Conclusion Here is a picture of the skirt with the jacket: It will get much softer as it gets washed. I’m very happy with how this turned out.
Okay! I got some sewing done for moi. I liked this dress a lot, and decided the other day to make it. I have a recital coming up next Monday, and I want a dress for it, so I figured I’d take this for a test run. I’m glad I did. Read on…
Pattern Description: From the Butterick website, “MISSES’ DRESSES: Dresses A, B in two lengths are pullover with bias front bodice, cowl neckline, gathered midriff, flared skirt and three-quarter length sleeves. A: below mid-knee length. B: mid-calf length.” I made View B.
Sizing: 8-24. I made a 14.
How’d it look compared to the pattern envelope? Pretty close. It’s difficult to see the details on the photo from the pattern envelope. But it looks like the line drawing. If only I looked like the line drawing!
Likes/Dislikes? This dress looks very much like a Nally&Millie dress I had back a couple of years ago. It’s very flattering to many figure types. The ruched waistline hides a multitude of sins, and is good for figures of many ages.
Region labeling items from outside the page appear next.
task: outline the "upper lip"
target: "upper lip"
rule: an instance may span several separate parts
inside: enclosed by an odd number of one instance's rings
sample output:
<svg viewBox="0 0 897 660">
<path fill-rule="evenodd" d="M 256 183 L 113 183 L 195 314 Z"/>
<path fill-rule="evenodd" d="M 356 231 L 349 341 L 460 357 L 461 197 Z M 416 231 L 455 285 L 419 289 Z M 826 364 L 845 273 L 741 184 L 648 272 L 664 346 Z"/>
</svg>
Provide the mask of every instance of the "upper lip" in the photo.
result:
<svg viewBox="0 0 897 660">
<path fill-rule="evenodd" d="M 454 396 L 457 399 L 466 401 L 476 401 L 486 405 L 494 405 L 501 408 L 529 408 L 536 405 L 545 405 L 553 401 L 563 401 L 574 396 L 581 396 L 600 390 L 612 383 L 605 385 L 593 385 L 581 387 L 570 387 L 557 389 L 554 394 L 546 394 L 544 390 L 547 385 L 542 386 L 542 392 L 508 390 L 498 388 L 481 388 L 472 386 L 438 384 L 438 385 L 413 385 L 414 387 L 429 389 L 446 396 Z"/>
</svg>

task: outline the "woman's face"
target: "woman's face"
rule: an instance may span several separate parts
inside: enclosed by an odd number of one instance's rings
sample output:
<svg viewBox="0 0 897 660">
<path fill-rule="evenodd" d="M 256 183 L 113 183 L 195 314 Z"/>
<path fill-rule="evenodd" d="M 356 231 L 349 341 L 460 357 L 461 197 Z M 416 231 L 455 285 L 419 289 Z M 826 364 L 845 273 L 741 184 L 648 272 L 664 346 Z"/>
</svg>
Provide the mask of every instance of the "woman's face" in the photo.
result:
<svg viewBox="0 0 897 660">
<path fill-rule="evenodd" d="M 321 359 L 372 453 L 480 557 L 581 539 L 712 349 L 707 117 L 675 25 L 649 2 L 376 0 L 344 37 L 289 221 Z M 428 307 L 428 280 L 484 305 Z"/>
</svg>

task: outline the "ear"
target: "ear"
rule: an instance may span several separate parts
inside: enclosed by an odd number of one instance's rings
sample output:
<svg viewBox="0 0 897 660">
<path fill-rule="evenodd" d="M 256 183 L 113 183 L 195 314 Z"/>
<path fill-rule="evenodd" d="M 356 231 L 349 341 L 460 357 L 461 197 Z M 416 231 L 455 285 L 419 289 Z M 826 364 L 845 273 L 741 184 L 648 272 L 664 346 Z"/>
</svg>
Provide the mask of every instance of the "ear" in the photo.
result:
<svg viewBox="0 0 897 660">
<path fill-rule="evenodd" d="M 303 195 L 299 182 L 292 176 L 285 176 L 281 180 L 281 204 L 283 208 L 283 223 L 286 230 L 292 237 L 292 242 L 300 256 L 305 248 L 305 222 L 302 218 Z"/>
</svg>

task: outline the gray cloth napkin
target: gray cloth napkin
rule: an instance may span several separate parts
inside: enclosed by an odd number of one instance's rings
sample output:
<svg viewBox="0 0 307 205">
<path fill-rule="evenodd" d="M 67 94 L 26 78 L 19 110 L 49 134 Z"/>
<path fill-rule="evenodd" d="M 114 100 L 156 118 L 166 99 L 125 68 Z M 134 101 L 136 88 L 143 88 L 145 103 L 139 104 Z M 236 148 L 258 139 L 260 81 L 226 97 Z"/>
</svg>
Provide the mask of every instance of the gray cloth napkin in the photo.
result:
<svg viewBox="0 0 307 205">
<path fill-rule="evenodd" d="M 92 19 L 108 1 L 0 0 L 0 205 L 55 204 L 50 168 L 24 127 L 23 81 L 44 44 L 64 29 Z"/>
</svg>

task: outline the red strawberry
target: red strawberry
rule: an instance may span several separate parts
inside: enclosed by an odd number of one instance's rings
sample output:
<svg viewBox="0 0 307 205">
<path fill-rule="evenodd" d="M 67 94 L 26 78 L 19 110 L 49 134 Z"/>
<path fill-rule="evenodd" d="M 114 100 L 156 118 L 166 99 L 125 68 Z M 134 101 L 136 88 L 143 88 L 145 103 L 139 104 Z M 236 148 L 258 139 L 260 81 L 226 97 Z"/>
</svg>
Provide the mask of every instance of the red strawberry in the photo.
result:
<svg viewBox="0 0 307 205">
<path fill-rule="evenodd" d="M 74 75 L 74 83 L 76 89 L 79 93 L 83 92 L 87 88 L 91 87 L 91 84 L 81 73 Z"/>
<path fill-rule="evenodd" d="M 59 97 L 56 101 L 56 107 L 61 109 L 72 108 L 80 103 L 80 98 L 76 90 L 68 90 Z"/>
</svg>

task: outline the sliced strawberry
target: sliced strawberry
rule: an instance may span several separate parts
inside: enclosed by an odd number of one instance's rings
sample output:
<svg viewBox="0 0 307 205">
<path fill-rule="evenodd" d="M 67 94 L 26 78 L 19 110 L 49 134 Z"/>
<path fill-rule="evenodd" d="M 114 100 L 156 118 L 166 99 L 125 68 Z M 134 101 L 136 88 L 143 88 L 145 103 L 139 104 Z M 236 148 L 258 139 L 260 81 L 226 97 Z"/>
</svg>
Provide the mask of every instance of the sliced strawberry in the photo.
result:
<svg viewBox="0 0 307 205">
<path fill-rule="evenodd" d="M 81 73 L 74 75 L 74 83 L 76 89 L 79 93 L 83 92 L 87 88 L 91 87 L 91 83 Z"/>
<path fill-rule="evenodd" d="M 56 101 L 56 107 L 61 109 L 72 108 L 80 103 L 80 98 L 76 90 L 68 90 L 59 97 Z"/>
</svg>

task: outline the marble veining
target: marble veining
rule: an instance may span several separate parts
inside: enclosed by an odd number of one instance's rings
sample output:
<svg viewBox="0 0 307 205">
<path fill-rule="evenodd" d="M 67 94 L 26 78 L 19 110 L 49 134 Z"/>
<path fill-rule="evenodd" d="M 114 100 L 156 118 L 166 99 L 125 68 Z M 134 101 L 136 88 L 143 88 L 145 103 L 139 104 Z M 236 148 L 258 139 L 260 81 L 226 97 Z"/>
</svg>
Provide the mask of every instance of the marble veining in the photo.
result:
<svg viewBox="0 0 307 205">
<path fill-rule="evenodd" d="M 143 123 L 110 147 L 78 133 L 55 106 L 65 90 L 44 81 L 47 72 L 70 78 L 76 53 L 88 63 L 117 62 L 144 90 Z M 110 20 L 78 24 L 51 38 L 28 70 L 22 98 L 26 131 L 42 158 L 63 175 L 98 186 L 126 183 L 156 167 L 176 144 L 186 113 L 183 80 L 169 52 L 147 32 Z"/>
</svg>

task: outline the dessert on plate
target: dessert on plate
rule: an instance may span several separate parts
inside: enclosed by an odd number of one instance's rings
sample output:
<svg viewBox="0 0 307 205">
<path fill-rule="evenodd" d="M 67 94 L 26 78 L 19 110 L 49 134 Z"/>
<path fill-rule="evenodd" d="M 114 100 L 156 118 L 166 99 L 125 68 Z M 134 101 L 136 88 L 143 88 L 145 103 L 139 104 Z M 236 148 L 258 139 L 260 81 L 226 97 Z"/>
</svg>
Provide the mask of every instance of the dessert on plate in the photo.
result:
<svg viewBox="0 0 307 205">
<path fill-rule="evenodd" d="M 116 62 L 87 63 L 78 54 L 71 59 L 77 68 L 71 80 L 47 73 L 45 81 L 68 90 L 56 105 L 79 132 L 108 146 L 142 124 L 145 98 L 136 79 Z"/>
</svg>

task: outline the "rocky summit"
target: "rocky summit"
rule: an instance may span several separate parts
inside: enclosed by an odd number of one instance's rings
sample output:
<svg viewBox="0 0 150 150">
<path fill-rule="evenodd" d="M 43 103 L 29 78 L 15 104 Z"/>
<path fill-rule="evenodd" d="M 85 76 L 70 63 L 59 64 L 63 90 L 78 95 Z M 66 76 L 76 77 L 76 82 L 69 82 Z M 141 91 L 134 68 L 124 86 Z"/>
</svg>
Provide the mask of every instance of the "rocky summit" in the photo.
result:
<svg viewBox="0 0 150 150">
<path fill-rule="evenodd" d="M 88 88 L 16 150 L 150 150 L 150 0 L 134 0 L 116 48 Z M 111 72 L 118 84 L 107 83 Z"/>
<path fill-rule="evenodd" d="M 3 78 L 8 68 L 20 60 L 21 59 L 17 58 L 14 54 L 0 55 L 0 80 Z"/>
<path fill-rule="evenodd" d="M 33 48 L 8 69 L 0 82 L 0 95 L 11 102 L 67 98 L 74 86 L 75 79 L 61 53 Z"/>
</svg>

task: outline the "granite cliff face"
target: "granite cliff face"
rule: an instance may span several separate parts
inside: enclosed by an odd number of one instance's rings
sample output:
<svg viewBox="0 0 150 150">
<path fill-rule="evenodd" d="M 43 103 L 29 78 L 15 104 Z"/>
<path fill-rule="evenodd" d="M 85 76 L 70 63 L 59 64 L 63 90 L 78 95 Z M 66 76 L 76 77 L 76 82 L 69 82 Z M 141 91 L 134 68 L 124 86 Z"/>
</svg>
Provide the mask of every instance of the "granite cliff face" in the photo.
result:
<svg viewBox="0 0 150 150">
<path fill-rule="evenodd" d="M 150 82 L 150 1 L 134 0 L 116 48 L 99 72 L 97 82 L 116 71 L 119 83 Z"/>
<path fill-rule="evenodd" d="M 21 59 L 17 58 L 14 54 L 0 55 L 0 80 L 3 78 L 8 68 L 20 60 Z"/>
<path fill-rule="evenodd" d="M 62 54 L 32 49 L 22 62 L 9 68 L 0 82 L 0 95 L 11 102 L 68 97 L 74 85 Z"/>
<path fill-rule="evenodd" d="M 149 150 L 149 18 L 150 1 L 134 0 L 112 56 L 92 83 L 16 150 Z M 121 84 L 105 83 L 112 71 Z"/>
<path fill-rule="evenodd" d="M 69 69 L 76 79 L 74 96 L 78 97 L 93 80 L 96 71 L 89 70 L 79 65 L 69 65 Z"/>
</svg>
I’m not as crazy about the ruching at the back.
How were the instructions? They were okay. It’s really a simple dress to make. There are some changes that I made, and others that I will make the next time. If you follow the instructions as printed, you’ll wind up with a perfectly good result.
Any issues (good or bad)? It’s not a huge issue, but it is worth noting that this pattern runs big. I made a 14, but the next time I would go down to a 12, possibly a 10. Now, I have been shaping up lately, but I haven’t lost that much weight! The neckline on this is also wider than I expected it to be. I need to add lingerie stays, and I have very wide, straight shoulders. If you have narrow shoulders, you will need to to a muslin of at least the bodice to make sure it doesn’t slide off.
Fabric Used: An absolutely beautiful modal rayon jersey that I have had in my stash for about 2 years. It’s so soft and comfortable, it’s like wearing pajamas.
Pattern Alterations or any design changes you made: FBA. Also, my original Nally&Millie dress had narrow-overlocked hems, so I used those here, too.
Oh, I almost forgot to add. They tell you to sew the bodice side seams and attach the bodice to the skirt, then ease in the sleeves. I have to tell you, with knits, this drives me crazy. In almost every case, including this one, you can sew the sleeves in at the armscye before sewing up the side seams. That’s what I did here. It was much easier than the way the instructions would have you do it.
Any Changes if You Make it Again? The way this is constructed, you sew a ruched midriff band onto an inner band (they call it the corselette). To do this, they have you sew the side seams, then gather the midriff band at the side seams and secure the gathering stitches. In the next iteration, I’ll use a length of clear elastic and gather the ruched band onto that. I think that will work better.
Also, as I mentioned above, I wasn’t that wild about the ruching in the back. To me it looks like high-hip fluff. For the next version, I’ll re-draft the pattern back to eliminate the ruching and make a single piece of the back bodice and back corselette. Here’s what the back looks like:
Would you sew it again? Would you recommend it? I am going to make it again. For my recital, I’m going to make it from This Paisley Knit. I do recommend it, but make sure the bodice fits the way you want it to, and consider if you are doing yourself a favor by putting ruching at your back waist. It’s good for some folks, but not for everyone.
Here’s the finished dress front:
Conclusion: Overall a good design. It’s flattering to a number of figures. Do make a test version first to check sizing and the shoulder fit.